Trotz made $1.5 million per year on his four-year contract, signed in 2014. The deal was originally believed to expire July 1, but MacLellan confirmed reports that it included a clause, previously undisclosed to the public, that awarded Trotz a two-year extension with a pay raise if the Capitals won the Cup during his tenure.

The raise, however, did not match Trotz‘ expectations.

Reports indicated the increase would have given Trotz a modest salary bump, just shy of $2 million per year. But the three highest-paid NHL head coaches earn $5 million or more annually. Mike Babcock of the Toronto Maple Leafs owns the largest salary at an average value of $6.25 million.

MacLellan said the length of the contract was also “a sticking point” in the negotiations.

“I thought we’d be able to work out a shorter-term deal to make both sides happy,” MacLellan said.

The Capitals went 205-89-34 in four regular seasons under Trotz, the best record in the NHL in that span. They won the Presidents’ Trophy for best regular-season record in 2015 and 2016, and Trotz won the 2016 Jack Adams Award for coach of the year.

Before coming to Washington, Trotz was the first head coach of the Nashville Predators. The team went 557-479-60-100 in his 15-year tenure there, good for a .533 points percentage. Trotz’s 762 career wins are fifth-most in NHL history.

Until the Capitals‘ Stanley Cup run this year, playoff performance was a knock on Trotz’s legacy almost as much as it was on Alex Ovechkin’s. His Predators couldn’t get out of the first round of the playoffs until 2011, and this year was the first time a Trotz-coached team advanced to a conference finals.

The Capitals did not offer Trotz an extension during the season, wanting to see how the year unfolded. Trotz, for his part, repeatedly said he wasn’t bothered by the move.

Asked after winning the Stanley Cup if he wanted to remain with Washington, Trotz said, “Oh, absolutely.” And at the team’s “breakdown day” last week, the coach said there were some “issues” the two sides had to work out, but reiterated his desire to return to Washington.

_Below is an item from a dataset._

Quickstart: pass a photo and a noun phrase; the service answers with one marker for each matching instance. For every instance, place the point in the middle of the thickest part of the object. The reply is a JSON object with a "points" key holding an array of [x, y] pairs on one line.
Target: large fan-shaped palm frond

Instead, Trotz is now the first coach since 1994 to win a Stanley Cup and leave his team that offseason without retiring.

At his press conference Monday evening, MacLellan called associate coach Todd Reirden a “good candidate” for the Capitals‘ new vacancy and indicated he will be given the first interview.

Reirden has been on the Capitals‘ coaching staff since 2014 and was promoted to the “associate coach” title ahead of the 2016-17 campaign. Last offseason, the Capitals prevented Reirden from interviewing for head coaching jobs, a sign they wanted to keep him under contract.

In a statement released Monday afternoon, Trotz thanked the Capitals‘ ownership, general manager Brian MacLellan and players and staff who “worked tirelessly every day to achieve our success.”

“When I came to Washington four years ago we had one goal in mind, and that was to bring the Stanley Cup to the nation’s capital,” Trotz wrote. “We had an incredible run this season culminating with our players and staff achieving our goal and sharing the excitement with our fans.”

The Capitals also released a statement saying they were “disappointed” by the resignation but called Trotz “a man of high character and integrity” and thanked him for his role in bringing the Stanley Cup to Washington.

“It’s hard,” MacLellan said. “It’s hard for me. it’s hard for guys in the organization. In the end, I think sports is a business. You want it to work out. You want it to be a game. You want it to be all fun. But 10 days after you win a Cup, we have to come here and do this, it’s not fun.”